Stop Overfitting Your Life
In cybersecurity, we aim to reduce uncertainty: fewer attack paths, fewer breaches, fewer 3 a.m. pages. I’ve realized the same instinct, applied to my own life, was limiting my perspective.
Left alone, I drift into routine. I’ll visit the same restaurants and bars, spend time with the same people, and talk about the same things day after day. My girlfriend is not wired that way. Since we started dating, I’ve tried many new foods, some of which I despised, and others I cannot imagine going without. She somehow convinces me to go ice skating every winter and paddleboarding every summer. Every anime I’ve seen, I watched with her. Most years, we go to the Poteet Strawberry Festival and the San Antonio Rodeo. Without her, almost none of those experiences would be in my rotation. Not everything stuck, but enough did to redefine “normal”.
Travel amplified that. First around North America, then Europe, and even the Middle East—each place surprised me. The things people value, family dynamics, how strangers interact, even social cues and gestures. Those differences changed my perspective, inspired side projects, nudged career goals, and subtly reshaped my values. While there are still many places I wish to visit, I feel very blessed with how much I have been able to see in such a short time.
The pattern showed up in my technical work, too, though it took me longer to notice. I’ve worked in security for years, but never cared much for machine learning. Even when large language models arrived, my interest was strictly practical: tighter prompts, RAG systems, a few agent harnesses. Then curiosity took over. While I’m no expert, I’ve learned much more than I ever planned about transformer architecture, unsupervised and supervised learning, and, most recently, reinforcement learning.
A key concept in reinforcement learning is the balance between exploration and exploitation. Rewarding the model too much for early success will not lead to strong long-term strategies. The model does well initially, but never grows beyond that level of capability. Similarly, allowing too much exploration leads to very creative outputs that never achieve much. The model must have short-term goals and incentives while pursuing long-term rewards.
I wasn’t always like this. In college, I treated non-technical classes as an obstacle. I skipped class to grind Hack The Box. I rolled my eyes at people who studied abroad—why pay to learn the same thing in a different place? In other words, I rewarded short-term exploitation over long-term exploration. While I was fortunate to find career opportunities with this skill set, I may have struggled if offensive security ever dried up.
“Entropy” is often described as a measure of randomness. In LLMs, entropy measures how spread out the model’s next-token probabilities are. Low entropy means confidence; high entropy means several tokens look plausible. Sampling tricks (like higher temperature or top-p) boost output diversity, which is why they often feel more “creative.” Consistently low-entropy, high-confidence outputs across varied prompts can signal overfitting. The LLM has memorized enough of the dataset to perform well on a specific task, but it cannot generalize to new challenges or offer different perspectives on existing ones.
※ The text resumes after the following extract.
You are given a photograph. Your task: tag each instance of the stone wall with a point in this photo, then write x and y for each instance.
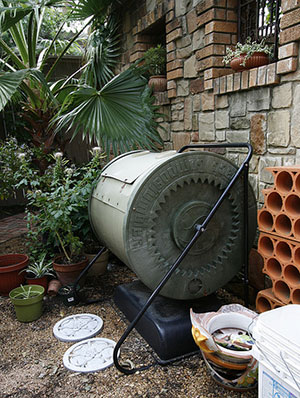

Kids are a great case study in entropy. They ask wild questions, pick up languages fast, and combine ideas in ways that jolt adults. They haven’t collapsed to a single, tight hypothesis of the world. How do you fix an overfit model? You train it on diverse, noisy data. Humans have versions of this as well. Novel experiences push us to widen our state space and develop more general patterns to understand the world. Even while sleeping, dreams remix our experiences into unexpected combinations.
I have seen quantifiable improvements in my technical skill set over the last few years, and I attribute them, in part, to increased exploration. Security may depend on certainty, but people thrive on creativity. So go with her to the weird restaurant. Study a random new topic. Say hi to a stranger. This mindset is the only way to keep from overfitting.